In the last couple of years DHS, particularly CIS and ICE have begun to change the rules we have been living by, sometime for decades, by RFE, and recently by a press release. This last week USCIS issued what amounted to a press release, reversing almost 20 years of practice as it pertains to O and P visa holders. They did this with no notice, no discussion, and without regard to the negative impact this reversal in processing policy will have on visiting artists and cultural exchange visitors. Did they even ask their own lawyers whether this change in practice was legally permissible?

My question is this: Who’s idea was it to sidestep the Administrative Procedures Act? The answer is simple–It does not matter WHO decided to allow it, because now we mut simply to a stop to this practice. Is it time for us to start suing USCIS, DOL and the DOS on changes in procedures that negatively effect our clients, when that negative change has not undergone the necessary regulatory review of the APA. We also cannot rely on some national organization to fund or run this type of litigation; the breadth and scope of the challenges would be too daunting for one organization. I believe that a lot of these cases can and should be handled at your local Federal Court by those of us with a passion for a particular issue.

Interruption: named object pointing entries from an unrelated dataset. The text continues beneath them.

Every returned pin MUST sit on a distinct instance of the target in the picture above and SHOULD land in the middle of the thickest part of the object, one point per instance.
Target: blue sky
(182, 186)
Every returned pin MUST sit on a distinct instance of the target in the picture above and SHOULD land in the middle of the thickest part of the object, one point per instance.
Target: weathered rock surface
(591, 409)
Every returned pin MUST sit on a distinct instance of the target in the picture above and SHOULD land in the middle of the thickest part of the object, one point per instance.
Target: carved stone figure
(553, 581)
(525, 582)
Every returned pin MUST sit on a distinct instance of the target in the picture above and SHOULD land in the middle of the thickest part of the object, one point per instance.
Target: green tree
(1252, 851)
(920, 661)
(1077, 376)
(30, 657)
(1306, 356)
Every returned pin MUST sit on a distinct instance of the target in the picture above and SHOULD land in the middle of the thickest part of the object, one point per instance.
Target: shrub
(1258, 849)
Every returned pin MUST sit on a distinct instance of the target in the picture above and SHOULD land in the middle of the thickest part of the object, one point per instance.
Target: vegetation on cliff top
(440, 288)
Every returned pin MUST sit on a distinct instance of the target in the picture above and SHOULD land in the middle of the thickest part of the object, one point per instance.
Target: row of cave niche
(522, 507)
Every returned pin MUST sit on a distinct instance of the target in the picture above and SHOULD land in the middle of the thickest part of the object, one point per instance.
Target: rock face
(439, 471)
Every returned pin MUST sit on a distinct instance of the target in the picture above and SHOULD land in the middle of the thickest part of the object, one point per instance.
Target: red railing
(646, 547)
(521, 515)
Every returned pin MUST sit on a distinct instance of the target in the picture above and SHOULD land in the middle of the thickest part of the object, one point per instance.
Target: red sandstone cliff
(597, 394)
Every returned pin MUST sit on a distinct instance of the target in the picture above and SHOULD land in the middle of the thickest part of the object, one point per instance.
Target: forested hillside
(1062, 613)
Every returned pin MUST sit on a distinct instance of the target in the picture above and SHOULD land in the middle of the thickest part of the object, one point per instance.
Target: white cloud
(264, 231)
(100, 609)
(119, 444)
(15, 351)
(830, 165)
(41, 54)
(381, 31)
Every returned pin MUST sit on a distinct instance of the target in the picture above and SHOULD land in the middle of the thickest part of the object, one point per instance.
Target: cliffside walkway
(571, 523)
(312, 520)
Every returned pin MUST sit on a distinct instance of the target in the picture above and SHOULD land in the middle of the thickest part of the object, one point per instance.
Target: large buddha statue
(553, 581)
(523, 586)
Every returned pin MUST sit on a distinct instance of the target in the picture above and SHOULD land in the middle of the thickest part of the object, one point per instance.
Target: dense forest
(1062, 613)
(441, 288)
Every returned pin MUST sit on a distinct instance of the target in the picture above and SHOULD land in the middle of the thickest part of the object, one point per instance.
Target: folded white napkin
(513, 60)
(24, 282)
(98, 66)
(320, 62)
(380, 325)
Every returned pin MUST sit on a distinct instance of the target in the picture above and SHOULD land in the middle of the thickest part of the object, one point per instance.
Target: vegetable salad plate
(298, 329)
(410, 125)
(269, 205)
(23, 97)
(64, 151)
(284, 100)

As Immigration Lawyers we provided the necessary motivation for USCIS to cease needless naturalization and adjustment adjudication delays by filing mandamus actions for our clients around the United States. I believe that now is the time for us to start challenging these APA and other violations in Federal Court. One of our heroic colleagues, Brent Renison has conducted a virtual one-man campaign against the widow penalty, and he won! Brent is a hero to me, because has shown the way. Find your issue, get your plaintiff, do the work pro bono, and help make the immigration system work for its users and beneficiaries, not just for the government.